I’m so glad I’m a Beta.....Alpha children wear grey They work much harder than we do, because they’re so frightfully clever. I’m really awfully glad I’m a Beta, because I don’t work so hard. And then we are much better than the Gammas and Deltas. Gammas are stupid. They all wear green, and Delta children wear khaki. Oh no, I don’t want to play with Delta children. And Epsilons are still worse. They’re too stupid to be able …”
Happiness is given out in the form of Soma, a recreational drug. Sex is freely available. No-one marries, no-one gives birth.
But there IS an outside to this world, reservations where people live “natural” lives, giving birth and living off the land and are treated like a tourist attraction. While on a date there, Mustapha Mond, (who is an Alpha, but seems to be imperfect - doesn’t really fit in) - discovers Linda - an “insider” who was left outside 20 years ago and now she has a son. In a King Kong manner the boy, John “Savage” is brought into the perfect world that he’s heard so much about from his mother. As you can imagine this does not go well, as he’s as about as well equipped for living in such a world as Kong was for living in captivity.
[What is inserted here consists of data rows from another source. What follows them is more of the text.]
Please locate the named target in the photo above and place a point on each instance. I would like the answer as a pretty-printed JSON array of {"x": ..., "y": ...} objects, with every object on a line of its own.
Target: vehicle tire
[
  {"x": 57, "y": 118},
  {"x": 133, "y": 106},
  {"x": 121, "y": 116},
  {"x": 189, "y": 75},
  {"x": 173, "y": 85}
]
John’s reactions to the World State are gradually more and more violent as he attempts to get the people there what shallow empty lives they lead.
An amazing book, terrifying and, in these days of recreational drugs, mass manufacturing, and dependence on large cities, it still remains a great and unsettling mirror of society. It makes you truly wonder what Miranda would have made of the real world, once she had stepped off Prospero’s Island. Huxley obviously didn’t think she would last long.